Harvard senior co-captain Kyle Casey is withdrawing from the school after being implicated in an expansive academic cheating scandal, SI’s Luke Winn first reported. Casey is withdrawing from the college before the fall registration deadline in hopes of preserving his final year of eligibility in the event that he transfers elsewhere or is readmitted to the school. The versatile forward who led the Crimson in scoring last season will miss the entire 2012-13 campaign.

Jan. 3, 2012; Bronx, NY, USA; Harvard Crimson forward Kyle Casey (30) goes up for a basket as Fordham Rams guard Alberto Estwick (21) defends during the first half at Rose Hill Gym. Mandatory Credit: Debby Wong-US PRESSWIRE

Fellow senior co-captain Brandyn Curry is expected to withdraw from the university as well. Curry, the Crimson’s starting point guard, was implicated in the scandal along with one other unnamed basketball player, whose role in the scandal is still under investigation.

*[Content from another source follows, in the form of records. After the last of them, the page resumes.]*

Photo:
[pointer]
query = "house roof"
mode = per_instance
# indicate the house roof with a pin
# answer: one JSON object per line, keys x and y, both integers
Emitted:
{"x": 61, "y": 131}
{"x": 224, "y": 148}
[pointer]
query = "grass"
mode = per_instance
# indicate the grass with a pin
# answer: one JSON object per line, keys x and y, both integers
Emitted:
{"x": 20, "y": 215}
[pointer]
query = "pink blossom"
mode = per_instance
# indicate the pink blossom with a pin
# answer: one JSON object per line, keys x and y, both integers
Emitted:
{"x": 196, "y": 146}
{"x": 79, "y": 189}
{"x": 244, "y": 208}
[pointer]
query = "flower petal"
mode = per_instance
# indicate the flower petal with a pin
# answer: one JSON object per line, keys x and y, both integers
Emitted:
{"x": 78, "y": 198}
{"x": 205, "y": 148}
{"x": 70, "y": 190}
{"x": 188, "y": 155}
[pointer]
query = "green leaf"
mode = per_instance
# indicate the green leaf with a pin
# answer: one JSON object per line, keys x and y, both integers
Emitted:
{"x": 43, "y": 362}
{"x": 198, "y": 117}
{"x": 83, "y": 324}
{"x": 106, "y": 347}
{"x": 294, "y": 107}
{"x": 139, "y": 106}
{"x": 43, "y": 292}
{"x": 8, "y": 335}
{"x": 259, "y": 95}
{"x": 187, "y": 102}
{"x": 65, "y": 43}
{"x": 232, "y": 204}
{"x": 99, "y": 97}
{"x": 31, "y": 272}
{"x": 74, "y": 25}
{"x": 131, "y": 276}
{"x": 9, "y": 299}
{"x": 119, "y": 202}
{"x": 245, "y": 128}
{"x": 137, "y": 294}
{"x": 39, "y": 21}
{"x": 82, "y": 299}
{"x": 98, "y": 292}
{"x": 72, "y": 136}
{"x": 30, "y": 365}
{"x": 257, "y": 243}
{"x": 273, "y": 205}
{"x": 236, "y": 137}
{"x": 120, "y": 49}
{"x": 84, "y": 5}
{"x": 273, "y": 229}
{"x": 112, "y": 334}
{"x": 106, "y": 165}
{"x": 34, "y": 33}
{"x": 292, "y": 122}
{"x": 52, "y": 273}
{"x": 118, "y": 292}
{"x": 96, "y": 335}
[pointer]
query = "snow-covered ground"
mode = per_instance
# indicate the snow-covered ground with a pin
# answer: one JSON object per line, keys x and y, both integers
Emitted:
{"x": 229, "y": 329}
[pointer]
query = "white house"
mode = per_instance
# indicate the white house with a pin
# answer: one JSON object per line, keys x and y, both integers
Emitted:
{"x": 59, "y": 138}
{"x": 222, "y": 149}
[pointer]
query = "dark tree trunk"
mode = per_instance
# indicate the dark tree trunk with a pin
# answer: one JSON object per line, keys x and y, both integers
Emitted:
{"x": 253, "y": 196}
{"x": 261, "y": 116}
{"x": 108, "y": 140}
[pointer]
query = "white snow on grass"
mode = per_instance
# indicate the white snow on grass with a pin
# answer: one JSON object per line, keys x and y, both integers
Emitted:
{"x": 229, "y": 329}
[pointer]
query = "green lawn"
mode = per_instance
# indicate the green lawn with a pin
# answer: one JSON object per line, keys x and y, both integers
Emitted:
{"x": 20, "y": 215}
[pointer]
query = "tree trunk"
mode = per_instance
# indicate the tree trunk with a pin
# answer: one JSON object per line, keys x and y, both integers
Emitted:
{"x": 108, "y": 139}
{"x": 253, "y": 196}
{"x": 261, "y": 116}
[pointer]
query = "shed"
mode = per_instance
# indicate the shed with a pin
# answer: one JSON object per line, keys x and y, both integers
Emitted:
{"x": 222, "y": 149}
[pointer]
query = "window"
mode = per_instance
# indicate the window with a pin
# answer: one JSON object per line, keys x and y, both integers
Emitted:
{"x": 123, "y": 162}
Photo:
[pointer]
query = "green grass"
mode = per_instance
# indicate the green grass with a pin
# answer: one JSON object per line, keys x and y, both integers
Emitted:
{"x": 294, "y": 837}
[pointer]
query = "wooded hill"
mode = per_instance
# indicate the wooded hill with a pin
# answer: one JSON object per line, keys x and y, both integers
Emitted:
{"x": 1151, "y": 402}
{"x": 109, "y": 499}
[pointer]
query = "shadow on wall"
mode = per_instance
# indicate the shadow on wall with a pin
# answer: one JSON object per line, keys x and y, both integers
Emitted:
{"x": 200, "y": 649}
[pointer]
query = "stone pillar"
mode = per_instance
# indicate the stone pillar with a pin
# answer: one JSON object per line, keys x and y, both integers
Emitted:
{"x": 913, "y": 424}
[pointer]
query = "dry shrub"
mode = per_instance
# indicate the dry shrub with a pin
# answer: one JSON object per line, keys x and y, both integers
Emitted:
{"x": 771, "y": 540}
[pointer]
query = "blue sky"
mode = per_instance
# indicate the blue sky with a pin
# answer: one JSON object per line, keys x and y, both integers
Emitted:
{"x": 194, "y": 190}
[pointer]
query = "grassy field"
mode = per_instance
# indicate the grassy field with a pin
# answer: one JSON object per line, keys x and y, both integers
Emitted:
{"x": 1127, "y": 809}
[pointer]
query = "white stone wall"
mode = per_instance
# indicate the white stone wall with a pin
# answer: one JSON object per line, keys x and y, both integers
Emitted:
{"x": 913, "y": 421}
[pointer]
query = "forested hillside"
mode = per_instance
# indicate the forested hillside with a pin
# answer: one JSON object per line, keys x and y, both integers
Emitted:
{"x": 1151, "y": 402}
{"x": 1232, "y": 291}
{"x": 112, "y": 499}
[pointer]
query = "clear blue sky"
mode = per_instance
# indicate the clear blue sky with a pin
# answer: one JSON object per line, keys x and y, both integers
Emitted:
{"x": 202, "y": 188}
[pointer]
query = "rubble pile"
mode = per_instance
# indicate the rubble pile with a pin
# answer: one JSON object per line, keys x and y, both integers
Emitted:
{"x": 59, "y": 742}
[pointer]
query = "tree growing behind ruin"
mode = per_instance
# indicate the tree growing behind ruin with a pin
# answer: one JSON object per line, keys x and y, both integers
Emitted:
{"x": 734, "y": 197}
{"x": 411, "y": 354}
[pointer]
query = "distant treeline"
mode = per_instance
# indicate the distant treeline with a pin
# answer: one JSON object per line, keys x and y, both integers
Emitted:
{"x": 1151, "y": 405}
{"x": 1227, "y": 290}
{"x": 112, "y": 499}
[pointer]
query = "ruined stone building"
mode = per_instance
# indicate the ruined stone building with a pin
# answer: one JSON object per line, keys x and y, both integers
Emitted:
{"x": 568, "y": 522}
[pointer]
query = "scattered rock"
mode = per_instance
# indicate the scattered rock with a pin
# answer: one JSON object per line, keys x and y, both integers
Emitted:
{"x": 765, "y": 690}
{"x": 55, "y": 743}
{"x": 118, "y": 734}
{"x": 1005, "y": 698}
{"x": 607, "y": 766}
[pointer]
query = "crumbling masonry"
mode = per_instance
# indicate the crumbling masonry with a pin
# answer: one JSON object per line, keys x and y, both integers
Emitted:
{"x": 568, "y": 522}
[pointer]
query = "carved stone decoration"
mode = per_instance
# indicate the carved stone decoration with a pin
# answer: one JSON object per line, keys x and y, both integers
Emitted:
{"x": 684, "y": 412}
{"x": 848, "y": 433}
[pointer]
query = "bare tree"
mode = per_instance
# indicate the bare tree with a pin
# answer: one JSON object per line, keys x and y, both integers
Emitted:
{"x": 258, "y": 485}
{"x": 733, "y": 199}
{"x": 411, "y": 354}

As the two most distinguished faces linked to the fraud, Casey and Curry will divert a lot of attention in this case away from the central issue at-hand. Inevitably, many readers will mistake this case as an isolated basketball matter, another instance of Division 1 schools pandering to the base needs of student-athletes. Although such behavior is prevalent across the scope of national universities that boast high-profile athletics programs, it is of no consequence to this Harvard case.

The Harvard scandal, rather, underscores an academic pandemic, one to which even the sanctimonious Ivy League is not immune. Ivy League schools, littered with highbrows who will stop at nothing to procure success, are in fact some of the biggest culprits of all.

Casey and Curry, bear in mind, were just two of 125 students accused of cheating on a take-home final exam in the course: Introduction to Congress. Of those 125 students accused of allegations ranging from inappropriate collaboration to full-bore plagiarism, all but a handful were non-athletes.

This is not a North Carolina case redux.  A roguish head of a sham department did not introduce faux courses, of which an appreciable percentage of prominent student-athletes, including the majority of the 2005 men’s basketball championship team, took part.

This is a case of grades-minded, GPA-deranged Harvard students—scores of them, in fact—sensing an opportunity to pounce on an easy “A.” A few members of the men’s basketball team just so happened to be involved.